Un immeuble « maudit » où habitent plusieurs personnes de confession juive et « dans lequel a été tuée Mireille Knoll », rappelle monsieur J. Le petit homme de 94 ans, qui se hisse difficilement sur ses deux jambes tremblantes tient bon à la barre. Il est l’une des victimes du procès de Nancy Szejnberg, 51 ans, jugée pour avoir dénoncé ces inscriptions, s’en disant victime et soupçonnée d’en être l’auteure.
Des dizaines d’appels à la police
A 17 reprises, constatant des inscriptions menaçantes et antisémites, cette habitante de l’immeuble sollicite les services de police entre septembre 2024 et janvier 2025. Elle dépose plusieurs plaintes. A chaque appel et à chaque dépôt de plainte, les policiers se déplacent. « Pas moins d’une vingtaine de transports sur les lieux pour des constatations. Surveillances pendant des nuits, de longues heures, investigations téléphoniques, bancaires », détaille le procureur. Puis les enquêteurs doutent et décident d’installer une caméra dans l’ascenseur. Les images font basculer l’affaire. On y voit Nancy Szejnberg et S., sa fille de 16 ans, feutre à la main.
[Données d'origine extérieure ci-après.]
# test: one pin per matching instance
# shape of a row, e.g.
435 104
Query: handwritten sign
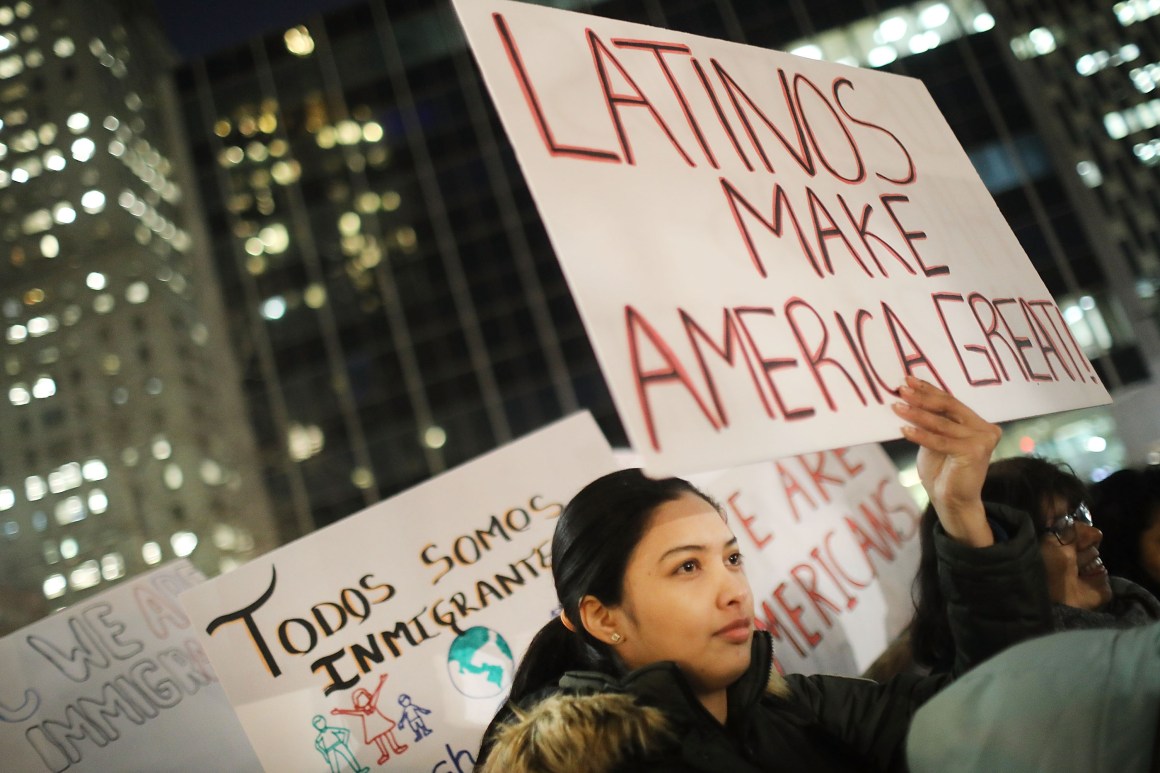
762 246
831 543
390 637
118 683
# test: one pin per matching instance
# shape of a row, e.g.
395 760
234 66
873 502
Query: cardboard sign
390 637
761 245
831 546
117 684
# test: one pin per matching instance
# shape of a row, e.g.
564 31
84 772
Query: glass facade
396 302
125 442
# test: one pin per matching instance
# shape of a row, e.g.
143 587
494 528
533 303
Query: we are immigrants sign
761 245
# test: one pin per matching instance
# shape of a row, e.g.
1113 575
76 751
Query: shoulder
606 729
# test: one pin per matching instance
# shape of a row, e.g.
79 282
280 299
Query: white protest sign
117 684
761 245
389 637
831 544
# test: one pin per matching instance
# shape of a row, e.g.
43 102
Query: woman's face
687 598
1150 548
1075 573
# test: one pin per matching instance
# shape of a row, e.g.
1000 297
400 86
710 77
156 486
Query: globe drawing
480 663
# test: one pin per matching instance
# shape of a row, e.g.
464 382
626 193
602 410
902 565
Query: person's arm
955 447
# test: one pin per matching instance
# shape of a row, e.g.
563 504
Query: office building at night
396 302
124 439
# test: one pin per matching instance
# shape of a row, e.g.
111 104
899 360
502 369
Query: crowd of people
1035 630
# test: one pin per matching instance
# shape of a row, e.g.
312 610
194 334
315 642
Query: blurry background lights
298 41
183 543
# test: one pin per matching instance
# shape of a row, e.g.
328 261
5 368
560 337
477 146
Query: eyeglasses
1064 527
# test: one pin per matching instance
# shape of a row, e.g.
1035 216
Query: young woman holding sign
654 663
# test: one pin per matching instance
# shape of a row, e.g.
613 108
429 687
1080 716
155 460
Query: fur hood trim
578 734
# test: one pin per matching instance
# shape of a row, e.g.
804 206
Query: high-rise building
123 428
397 302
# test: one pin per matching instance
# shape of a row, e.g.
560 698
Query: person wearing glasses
1082 593
1128 507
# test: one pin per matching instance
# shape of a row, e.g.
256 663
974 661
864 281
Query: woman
1126 505
654 664
1077 582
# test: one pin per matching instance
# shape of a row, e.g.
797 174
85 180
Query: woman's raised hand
955 447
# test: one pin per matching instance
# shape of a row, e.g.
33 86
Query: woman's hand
954 455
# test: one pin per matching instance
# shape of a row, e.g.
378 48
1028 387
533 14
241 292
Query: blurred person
1126 506
1035 708
654 663
1072 570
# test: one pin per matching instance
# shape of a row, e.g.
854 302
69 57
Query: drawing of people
332 743
413 715
377 725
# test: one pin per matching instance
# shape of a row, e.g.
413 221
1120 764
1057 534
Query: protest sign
117 684
389 638
761 245
831 546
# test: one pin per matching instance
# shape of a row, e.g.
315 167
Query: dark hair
594 537
1124 505
1026 483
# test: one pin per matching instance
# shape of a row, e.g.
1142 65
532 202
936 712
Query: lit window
298 41
304 441
85 576
19 395
275 238
211 472
64 477
50 247
314 296
183 543
44 387
93 201
64 212
151 553
173 477
274 308
434 436
69 511
40 326
1115 125
55 586
77 122
113 566
94 469
98 500
35 488
810 51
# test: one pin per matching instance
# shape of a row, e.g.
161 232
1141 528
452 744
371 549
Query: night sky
201 27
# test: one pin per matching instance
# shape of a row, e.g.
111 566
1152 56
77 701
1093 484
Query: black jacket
651 721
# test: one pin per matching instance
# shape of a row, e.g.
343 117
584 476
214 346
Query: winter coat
650 720
1085 700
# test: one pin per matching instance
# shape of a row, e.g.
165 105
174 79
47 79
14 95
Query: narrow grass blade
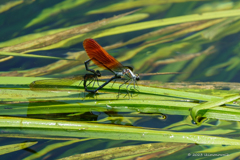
108 131
197 118
15 147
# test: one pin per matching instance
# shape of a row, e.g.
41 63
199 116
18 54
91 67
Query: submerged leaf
197 118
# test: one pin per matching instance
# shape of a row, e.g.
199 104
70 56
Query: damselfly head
137 77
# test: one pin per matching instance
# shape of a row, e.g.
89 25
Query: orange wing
99 56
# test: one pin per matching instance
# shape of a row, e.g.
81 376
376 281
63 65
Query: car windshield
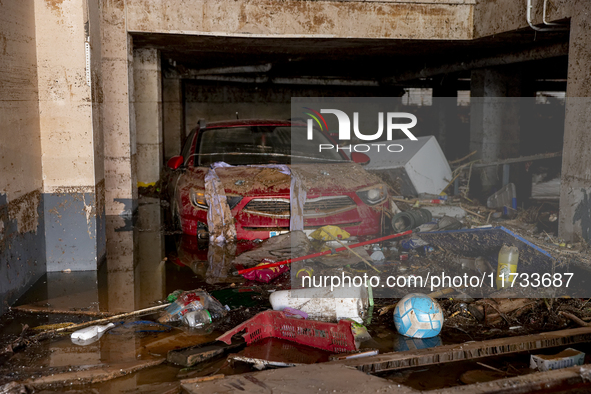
262 145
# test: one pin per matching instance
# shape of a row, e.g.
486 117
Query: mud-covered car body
339 191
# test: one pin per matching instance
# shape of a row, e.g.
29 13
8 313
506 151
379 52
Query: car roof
248 122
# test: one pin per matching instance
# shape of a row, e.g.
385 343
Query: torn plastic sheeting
219 216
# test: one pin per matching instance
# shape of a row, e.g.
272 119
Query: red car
339 191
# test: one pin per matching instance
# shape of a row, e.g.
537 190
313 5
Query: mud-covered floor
147 260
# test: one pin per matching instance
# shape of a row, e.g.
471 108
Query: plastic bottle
198 319
322 303
91 334
508 260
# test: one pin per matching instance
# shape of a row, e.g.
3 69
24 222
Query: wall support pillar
148 115
494 120
575 188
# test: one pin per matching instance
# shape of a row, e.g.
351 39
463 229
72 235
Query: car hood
317 179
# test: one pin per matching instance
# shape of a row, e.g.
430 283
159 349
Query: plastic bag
265 275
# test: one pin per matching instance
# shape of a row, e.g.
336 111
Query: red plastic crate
333 337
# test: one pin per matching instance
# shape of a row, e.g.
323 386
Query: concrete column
68 34
22 246
118 112
122 274
148 115
494 119
173 116
445 101
152 270
575 189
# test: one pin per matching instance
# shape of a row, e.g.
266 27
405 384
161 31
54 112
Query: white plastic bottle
88 335
323 304
198 319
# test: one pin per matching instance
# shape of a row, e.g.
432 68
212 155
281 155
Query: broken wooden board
90 375
192 355
469 350
562 379
29 308
315 378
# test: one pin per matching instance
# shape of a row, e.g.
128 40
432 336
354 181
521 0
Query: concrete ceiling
344 58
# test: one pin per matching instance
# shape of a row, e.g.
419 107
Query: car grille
314 207
268 207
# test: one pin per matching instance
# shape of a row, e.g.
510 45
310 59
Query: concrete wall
575 191
449 19
22 250
70 124
118 111
173 117
148 115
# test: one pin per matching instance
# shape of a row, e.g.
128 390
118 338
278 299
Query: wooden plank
50 310
192 355
315 378
89 376
563 379
469 350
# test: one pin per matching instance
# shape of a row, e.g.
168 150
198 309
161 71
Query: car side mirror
175 162
360 158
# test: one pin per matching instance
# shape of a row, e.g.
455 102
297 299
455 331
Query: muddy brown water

Devant le fait accompli, Nancy Szejnberg reconnaît avoir été à l’origine d’inscriptions, avec sa fille, dans l’ascenseur de l’immeuble. Cette fois-là seulement, pour « faire sortir du bois » le réel coupable, justifie-t-elle. On voit l’adolescente taguer la porte du 10e étage et celle du 8e étage, où réside monsieur J. Ce dernier, président de l’association pour la mémoire des enfants juifs déportés du 11e arrondissement, assure qu’il ne se doutait pas une seconde que toutes ces inscriptions pouvaient venir de sa voisine du 10e. Son « grand-père a été arrêté et déporté à Auschwitz par les Allemands », rappelle-t-il à la barre.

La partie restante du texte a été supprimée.